# Gap insurance company in liquidation



## Risdale (Nov 6, 2015)

As the title says he company I purchased gap insurance from is being liquidated which leaves me with a bit of a sticky wicket... You can only take out gap when you buy the car what am I meant to do now? From what the letter says I won't even be receiving any dividend of my money back despite the fact I was only a year into my policy...

Anyone got any advice on how to proceed?


----------



## Kerr (Mar 27, 2012)

If you paid with your credit card you could claim off of them. As a creditor you'll be lucky to get anything back from the company. 

Is it the broker or the insurance company that has gone bust? What company?


----------



## tosh (Dec 30, 2005)

You may still be covered for gap if the insurance company was part of the FSCS guarantee scheme.


----------



## JoeyJoeJo (Jan 3, 2014)

The FSCS covers insurers too, check i there's any coverage there


----------



## Mr Kirk (Sep 26, 2016)

Which company?


----------



## Maxtor (Feb 23, 2007)

Mr Kirk said:


> Which company?


That is just what I was typing. :thumb:

Enterprise insurance went bust a month or so ago and it left me to find a new policy. :wall:


----------



## BillyT (Jun 22, 2008)

Everytime i take out car insurance they ask me if i want to take out Gap.
I would say you will have no problem there.
Sorry to hear about what happened.


----------



## Shiny (Apr 23, 2007)

The FSCS are issuing refunds on Enterprise's motor (which is mainly taxi) insurance. Not sure of the situation on GAP insurance though.

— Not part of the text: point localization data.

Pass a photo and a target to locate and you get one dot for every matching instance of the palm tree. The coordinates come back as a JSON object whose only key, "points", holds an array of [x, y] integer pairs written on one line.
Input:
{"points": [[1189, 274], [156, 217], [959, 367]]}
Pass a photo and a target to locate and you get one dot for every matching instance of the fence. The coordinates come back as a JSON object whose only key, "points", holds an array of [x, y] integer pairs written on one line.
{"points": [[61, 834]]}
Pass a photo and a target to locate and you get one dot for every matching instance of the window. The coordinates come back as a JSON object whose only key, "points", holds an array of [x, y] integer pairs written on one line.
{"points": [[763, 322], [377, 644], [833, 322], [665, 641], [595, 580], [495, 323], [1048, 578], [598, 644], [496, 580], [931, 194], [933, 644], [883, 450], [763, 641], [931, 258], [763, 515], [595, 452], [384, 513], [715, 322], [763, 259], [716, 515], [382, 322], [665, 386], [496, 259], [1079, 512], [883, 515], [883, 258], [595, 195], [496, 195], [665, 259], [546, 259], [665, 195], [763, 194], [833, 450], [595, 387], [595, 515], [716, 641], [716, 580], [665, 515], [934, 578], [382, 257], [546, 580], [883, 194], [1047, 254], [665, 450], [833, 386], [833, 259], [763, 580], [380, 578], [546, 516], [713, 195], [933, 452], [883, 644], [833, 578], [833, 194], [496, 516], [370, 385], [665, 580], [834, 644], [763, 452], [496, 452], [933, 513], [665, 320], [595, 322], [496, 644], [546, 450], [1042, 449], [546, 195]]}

http://www.fscs.org.uk/what-we-cove...s/qas-about-enterprise-insurance-company-plc/

Not been a good year for off-shore regulated insurers. The liquidators have just announced all cover under Gable insurance will also cease 16/12/16.


----------



## willywonker (Oct 27, 2016)

Your gap cover should still be valid as claims would be paid by FSCS (only to 90% of the full value though). So if your car was written off tomorrow you will still get some benefit of the gap.

As mentioned the motor insurance they wrote was recently completely cancelled and everyone had take out new policies. It's possible the same will happen with the gap cover too, if that happens you should get a refund from FSCS -as long as you don't cancel the policy first. And you should be able find cover elsewhere, not least least as there'll be a load of people in the same boat.


----------



## [email protected] (Sep 28, 2009)

Hi,

Just to let you know that we offer a product called Total Loss Protection. Whilst it's not exactly the same as your traditional GAP insurance we feel for some customers it can make a cost effective alternative.

https://www.adrianflux.co.uk/extras/total-loss/

Kind Regards
Dan


----------



## Risdale (Nov 6, 2015)

Can't quite remember off the top of my head but it was some bloke in Gibraltar that wrote to me.. I'll check tokorrow after my nightshift. At least it doesnt sound like a total loss!


----------